ABSTRACT
The “common but differentiated responsibility” of developed and developing countries to mitigate climate change is a core principle of international climate politics—but there is disagreement about what this “differentiated responsibility” amounts to. We investigate how newspapers in developed countries (Australia, Germany, United States) and emerging economies (Brazil, India) covered this debate during the UN climate summits in 2004, 2009, and 2014. Newspapers in both types of countries attributed more responsibility to developed than to developing countries. In line with social identity theory, however, media in developed countries attributed less causal responsibility (blame) to other developed countries than media in emerging economies. The latter countries’ media, in turn, attributed less responsibility to other developing countries than media in developed countries.

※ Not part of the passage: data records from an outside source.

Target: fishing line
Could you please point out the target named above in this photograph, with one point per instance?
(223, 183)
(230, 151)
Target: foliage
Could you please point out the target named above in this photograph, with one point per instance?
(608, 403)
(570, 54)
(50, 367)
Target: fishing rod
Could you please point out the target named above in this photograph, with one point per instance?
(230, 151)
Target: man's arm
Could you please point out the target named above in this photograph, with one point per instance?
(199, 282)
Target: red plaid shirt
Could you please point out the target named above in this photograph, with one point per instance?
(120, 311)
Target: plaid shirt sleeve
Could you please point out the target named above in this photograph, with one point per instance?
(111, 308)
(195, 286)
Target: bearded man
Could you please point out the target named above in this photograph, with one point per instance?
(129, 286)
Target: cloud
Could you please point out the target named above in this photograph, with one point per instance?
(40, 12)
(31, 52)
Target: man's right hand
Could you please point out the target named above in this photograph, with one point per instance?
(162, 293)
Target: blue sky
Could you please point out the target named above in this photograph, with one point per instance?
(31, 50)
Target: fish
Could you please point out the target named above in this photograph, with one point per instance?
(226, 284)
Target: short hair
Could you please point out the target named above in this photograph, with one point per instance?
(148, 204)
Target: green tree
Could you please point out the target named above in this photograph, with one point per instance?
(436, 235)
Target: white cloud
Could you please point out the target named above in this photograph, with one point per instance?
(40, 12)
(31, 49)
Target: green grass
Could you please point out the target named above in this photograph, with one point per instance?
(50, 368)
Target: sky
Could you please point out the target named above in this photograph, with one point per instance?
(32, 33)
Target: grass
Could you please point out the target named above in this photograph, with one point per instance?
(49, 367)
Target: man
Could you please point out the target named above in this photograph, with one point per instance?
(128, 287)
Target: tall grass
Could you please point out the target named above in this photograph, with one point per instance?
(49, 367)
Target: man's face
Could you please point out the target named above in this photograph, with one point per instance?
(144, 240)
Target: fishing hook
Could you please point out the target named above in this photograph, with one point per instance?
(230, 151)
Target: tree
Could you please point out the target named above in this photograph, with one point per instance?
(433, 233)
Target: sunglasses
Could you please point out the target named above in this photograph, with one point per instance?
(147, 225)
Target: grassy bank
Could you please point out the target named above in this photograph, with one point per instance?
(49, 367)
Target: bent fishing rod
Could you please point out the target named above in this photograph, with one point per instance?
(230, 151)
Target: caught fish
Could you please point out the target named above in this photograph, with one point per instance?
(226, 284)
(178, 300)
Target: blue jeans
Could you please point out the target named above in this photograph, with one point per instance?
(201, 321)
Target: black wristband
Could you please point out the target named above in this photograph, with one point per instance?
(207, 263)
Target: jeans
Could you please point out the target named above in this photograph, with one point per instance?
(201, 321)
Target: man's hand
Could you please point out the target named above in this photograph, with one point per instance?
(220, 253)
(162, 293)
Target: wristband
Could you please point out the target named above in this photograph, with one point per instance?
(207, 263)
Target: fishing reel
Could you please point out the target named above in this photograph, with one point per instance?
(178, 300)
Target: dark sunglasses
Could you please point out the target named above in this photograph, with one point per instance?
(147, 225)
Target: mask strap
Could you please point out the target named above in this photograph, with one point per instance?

At the same time, in line with the “differentiated responsibility”, media in developed countries attributed more responsibility to their own countries than media in emerging economies.
Disclosure statement
No potential conflict of interest was reported by the authors.
Notes
1 Some newspapers cannot be retrieved from Factiva or LexisNexis (e.g. the Frankfurter Allgemeine Zeitung in Germany). In such cases, we used the digital archives applying the search criteria described above.
2 For each COP we analyzed one week before, the time period during the COP, and one week after the COP. The concrete dates were as follows: COP 2004 in Buenos Aires: November 29 – December 24. COP in 2009 in Copenhagen: November 30 – December 25. COP 2014 in Lima: November 24 –December 19.
3 As a robustness check, we checked whether the results differed when using the topic of the first category (climate change/climate change mitigation/adaption) only. Essentially, results did not differ from the results presented here.